Ms Holgate broke her silence yesterday, telling a Senate inquiry she was “humiliated” and pushed out of her job as chief executive officer unwillingly by the company’s chair.
She also criticised Mr Morrison, who last year told Parliament he was “appalled” by the purchase of luxury watches for four senior executives, adding if Ms Holgate did not want to stand aside, “she can go”.
“I think it’s one of the worst acts of bullying I’ve ever witnessed,” Ms Holgate told 7.30.
“I think you would have rather hoped that before somebody publicly hung you and humiliated you, that they may pick up the phone and call you and ask you directly: what happened?”
Greens Senator Sarah Hanson-Young, who chaired the Senate inquiry, said Mr Morrison should immediately apologise to Ms Holgate.
“He should pick up the phone today, call Christine Holgate, and say he was sorry,” she said.
“He got too hot under the collar, he took a swing, and he needs to apologise.”
Nationals senator Matt Canavan also argued Ms Holgate deserved an apology, although he did not specify from whom.
“I think Christine has given compelling evidence and it would be best for an apology to be given,” he said.
Mr Morrison has not responded to requests for comment.
But Cabinet Minister Dan Tehan pointed to Labor’s previous criticism of Ms Holgate.
“This issue was about the inappropriate use of taxpayers’ money. And you will remember that this was bipartisan in its condemnation,” he said.
“Anthony Albanese said at the time that Christine Holgate’s position was untenable. That is what this issue is about.”
Deputy Labor Leader Richard Marles rejected suggestions his party helped fuel the public furore over the watches.

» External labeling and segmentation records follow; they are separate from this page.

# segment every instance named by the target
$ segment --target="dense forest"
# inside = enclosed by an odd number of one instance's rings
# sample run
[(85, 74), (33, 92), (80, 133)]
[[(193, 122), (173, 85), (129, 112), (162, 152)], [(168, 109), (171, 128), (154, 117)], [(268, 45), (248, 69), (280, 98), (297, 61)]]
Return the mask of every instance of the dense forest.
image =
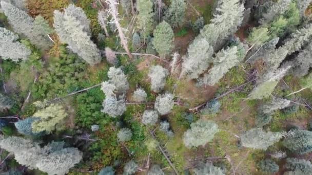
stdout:
[(312, 0), (0, 5), (0, 175), (312, 174)]

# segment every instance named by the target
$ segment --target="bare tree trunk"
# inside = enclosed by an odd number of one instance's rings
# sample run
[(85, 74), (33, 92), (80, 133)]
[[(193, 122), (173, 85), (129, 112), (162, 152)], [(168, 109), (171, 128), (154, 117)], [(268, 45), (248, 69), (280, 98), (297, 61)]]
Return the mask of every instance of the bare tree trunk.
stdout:
[(109, 5), (109, 13), (114, 19), (114, 23), (115, 23), (117, 30), (118, 30), (118, 33), (119, 34), (119, 37), (120, 38), (122, 45), (123, 45), (123, 47), (125, 50), (126, 50), (126, 52), (127, 53), (128, 56), (129, 56), (130, 59), (133, 59), (133, 56), (131, 54), (131, 52), (130, 52), (130, 50), (128, 48), (128, 43), (127, 42), (127, 40), (126, 39), (126, 37), (125, 36), (125, 34), (124, 34), (124, 32), (123, 31), (123, 28), (121, 27), (120, 23), (119, 23), (118, 11), (116, 8), (116, 6), (117, 5), (118, 5), (118, 3), (116, 2), (116, 0), (107, 0), (106, 3)]

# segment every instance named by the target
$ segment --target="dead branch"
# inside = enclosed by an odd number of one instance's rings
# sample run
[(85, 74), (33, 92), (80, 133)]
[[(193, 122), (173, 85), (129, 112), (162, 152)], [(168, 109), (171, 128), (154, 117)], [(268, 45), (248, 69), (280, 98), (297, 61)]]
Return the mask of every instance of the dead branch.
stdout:
[[(150, 133), (150, 135), (152, 136), (152, 137), (154, 139), (157, 140), (157, 138), (156, 138), (156, 136), (155, 136), (155, 134), (150, 130), (149, 131), (149, 133)], [(157, 144), (157, 147), (158, 147), (158, 148), (159, 149), (160, 151), (162, 152), (163, 155), (164, 155), (164, 157), (165, 157), (165, 158), (166, 158), (166, 160), (167, 160), (167, 161), (168, 162), (168, 163), (169, 163), (169, 164), (170, 165), (171, 167), (173, 170), (173, 171), (174, 171), (174, 173), (176, 174), (179, 174), (179, 172), (178, 172), (178, 170), (176, 168), (176, 167), (174, 166), (174, 165), (173, 165), (172, 162), (171, 161), (171, 160), (169, 158), (169, 157), (167, 155), (167, 154), (166, 154), (166, 152), (165, 152), (165, 151), (164, 151), (164, 150), (163, 149), (162, 147), (160, 146), (160, 145), (159, 144)]]

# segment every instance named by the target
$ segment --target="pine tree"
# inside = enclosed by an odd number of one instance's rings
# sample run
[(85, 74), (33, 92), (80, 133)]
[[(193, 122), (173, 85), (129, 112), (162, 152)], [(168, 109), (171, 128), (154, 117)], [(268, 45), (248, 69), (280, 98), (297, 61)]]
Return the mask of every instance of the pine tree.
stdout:
[(109, 33), (108, 33), (108, 31), (106, 27), (106, 26), (108, 23), (107, 20), (107, 14), (106, 12), (104, 10), (99, 10), (98, 12), (98, 21), (102, 28), (104, 30), (106, 36), (109, 37)]
[(33, 114), (33, 117), (37, 117), (40, 120), (32, 123), (32, 130), (34, 133), (46, 132), (50, 133), (56, 129), (56, 125), (61, 123), (67, 115), (67, 113), (61, 105), (51, 104)]
[(261, 128), (253, 128), (241, 136), (241, 144), (243, 147), (265, 150), (278, 142), (283, 136), (282, 133), (267, 133)]
[(134, 174), (138, 170), (139, 165), (133, 160), (128, 162), (124, 167), (123, 175)]
[(161, 115), (170, 113), (173, 107), (173, 96), (169, 93), (160, 95), (156, 98), (154, 107)]
[(166, 78), (169, 75), (167, 70), (161, 65), (153, 65), (150, 68), (148, 76), (151, 79), (151, 89), (155, 92), (160, 92), (166, 84)]
[(290, 101), (285, 99), (273, 98), (269, 103), (263, 105), (261, 107), (262, 112), (264, 114), (271, 114), (274, 111), (282, 110), (288, 106)]
[(282, 14), (288, 10), (291, 0), (279, 0), (274, 3), (266, 13), (264, 13), (260, 23), (262, 24), (268, 24), (272, 21), (276, 16)]
[(98, 175), (114, 175), (115, 170), (111, 166), (106, 166), (102, 168)]
[(153, 47), (161, 57), (165, 58), (165, 55), (170, 54), (174, 47), (173, 31), (169, 24), (163, 21), (156, 27), (153, 34)]
[(234, 46), (217, 53), (213, 67), (200, 80), (199, 84), (212, 86), (218, 83), (230, 68), (241, 61), (238, 52), (237, 47)]
[(10, 98), (0, 93), (0, 112), (10, 109), (14, 103)]
[(136, 3), (139, 28), (142, 31), (145, 40), (153, 30), (153, 4), (150, 0), (138, 0)]
[(300, 155), (312, 151), (312, 132), (296, 129), (289, 132), (283, 145), (293, 152)]
[(287, 158), (286, 160), (286, 168), (292, 171), (300, 170), (303, 174), (312, 173), (312, 164), (309, 161), (296, 158)]
[(191, 124), (183, 137), (184, 145), (188, 148), (205, 146), (211, 141), (216, 133), (219, 132), (218, 125), (210, 121), (200, 120)]
[(37, 118), (28, 117), (24, 120), (20, 120), (14, 123), (18, 133), (26, 136), (36, 136), (42, 133), (32, 132), (31, 125), (34, 121), (40, 120)]
[(86, 62), (93, 65), (101, 61), (100, 51), (90, 39), (90, 21), (82, 9), (71, 4), (62, 13), (55, 10), (54, 27), (62, 43)]
[(160, 166), (154, 165), (148, 170), (147, 175), (165, 175), (165, 173), (162, 170), (162, 168), (161, 168)]
[(311, 4), (311, 0), (297, 1), (296, 3), (297, 8), (300, 10), (300, 14), (304, 16), (305, 11)]
[(17, 62), (25, 60), (31, 53), (30, 50), (17, 41), (18, 36), (5, 28), (0, 28), (0, 56), (3, 59)]
[(158, 121), (158, 118), (156, 111), (145, 110), (142, 116), (142, 123), (146, 125), (154, 125)]
[(118, 140), (121, 142), (125, 142), (131, 140), (132, 137), (132, 132), (131, 129), (127, 128), (123, 128), (120, 129), (117, 134)]
[(182, 26), (186, 9), (186, 3), (184, 0), (173, 0), (165, 13), (165, 20), (173, 28)]
[(213, 49), (204, 38), (196, 38), (187, 49), (187, 56), (183, 57), (180, 78), (197, 79), (212, 61)]
[(286, 74), (291, 66), (271, 70), (267, 72), (258, 82), (257, 86), (248, 95), (250, 99), (261, 99), (269, 97), (279, 81)]
[(34, 19), (27, 13), (4, 1), (1, 2), (1, 7), (15, 32), (25, 35), (32, 43), (43, 50), (52, 45), (48, 36), (40, 30), (41, 27), (36, 26)]
[(49, 175), (65, 175), (82, 159), (82, 153), (76, 148), (63, 148), (43, 157), (36, 166)]
[(114, 96), (107, 97), (103, 101), (102, 105), (103, 109), (101, 112), (113, 118), (121, 116), (127, 108), (124, 99), (119, 100)]
[(146, 98), (147, 97), (147, 94), (142, 88), (137, 89), (135, 91), (133, 92), (132, 95), (132, 98), (135, 101), (142, 102), (146, 101)]
[(262, 172), (267, 173), (277, 172), (280, 169), (279, 165), (271, 159), (262, 160), (259, 162), (258, 166)]
[(243, 19), (244, 5), (240, 4), (239, 0), (221, 0), (218, 3), (211, 23), (204, 26), (197, 37), (205, 37), (214, 47), (217, 42), (236, 32)]
[(225, 175), (221, 168), (213, 166), (211, 163), (207, 163), (202, 167), (194, 168), (194, 173), (196, 175)]

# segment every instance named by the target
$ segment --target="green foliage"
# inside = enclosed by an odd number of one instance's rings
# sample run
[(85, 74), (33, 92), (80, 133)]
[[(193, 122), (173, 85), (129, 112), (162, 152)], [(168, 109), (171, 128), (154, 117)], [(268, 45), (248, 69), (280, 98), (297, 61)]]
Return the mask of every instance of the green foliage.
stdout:
[(163, 21), (156, 27), (153, 34), (153, 47), (162, 57), (165, 58), (173, 49), (173, 31), (170, 25)]
[(63, 96), (80, 88), (79, 81), (85, 75), (85, 64), (75, 55), (67, 54), (64, 46), (60, 48), (60, 57), (51, 58), (47, 71), (43, 72), (33, 85), (34, 99)]

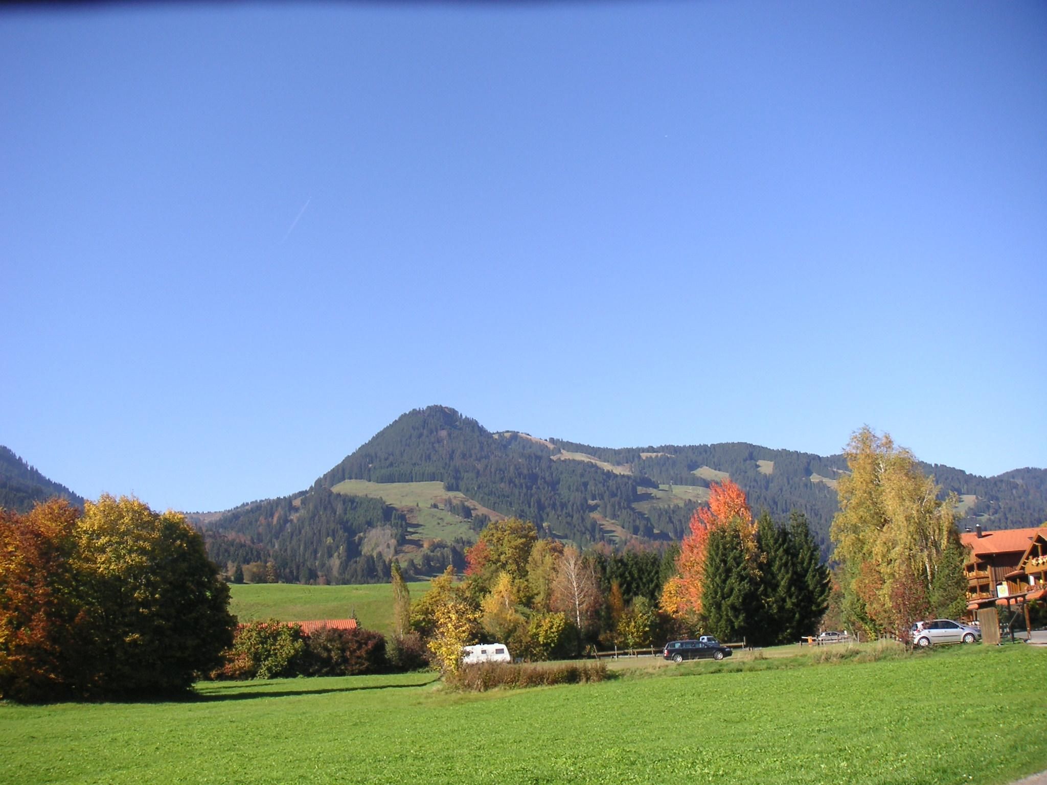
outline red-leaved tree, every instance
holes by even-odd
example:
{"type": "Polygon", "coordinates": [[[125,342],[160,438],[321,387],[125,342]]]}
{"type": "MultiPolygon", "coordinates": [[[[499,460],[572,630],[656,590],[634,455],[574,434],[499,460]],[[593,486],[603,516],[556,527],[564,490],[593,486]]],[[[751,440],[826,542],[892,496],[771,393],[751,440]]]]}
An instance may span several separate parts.
{"type": "Polygon", "coordinates": [[[730,521],[737,521],[747,550],[756,551],[756,524],[745,492],[737,483],[726,479],[709,486],[709,503],[691,516],[691,533],[684,537],[676,557],[676,576],[666,581],[662,590],[662,609],[677,619],[701,612],[705,587],[706,543],[709,534],[730,521]]]}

“At no point did we suggest that the way in which the Prime Minister should then behave was to humiliate Christine Holgate in the way that he has done, and to bully her out of office, and to effectively sack her on the floor of Parliament,” he said.
“We never said for him to do any of that.”
Calls for Australia Post chair to step down
Senator Canavan supported Ms Holgate’s call for Australia Post chair Lucio Di Bartolomeo to resign, arguing he was worried the organisation was “not recovering from this episode”.
Senator Hanson-Young said the Prime Minister should sack Mr Di Bartolomeo.
Speaking at the Senate inquiry on Tuesday afternoon, Mr Di Bartolomeo rejected Ms Holgate’s claims and said he would not resign.
“I certainly don’t believe it would help,” Mr Di Bartolomeo said.
“I think it would further hinder the organisation going forward.”
He also said neither the board nor he had sought Ms Holgate’s resignation.
In a statement to 7.30, Australia Post reiterated its claim that Ms Holgate had “agreed to stand aside” as CEO as the scandal developed.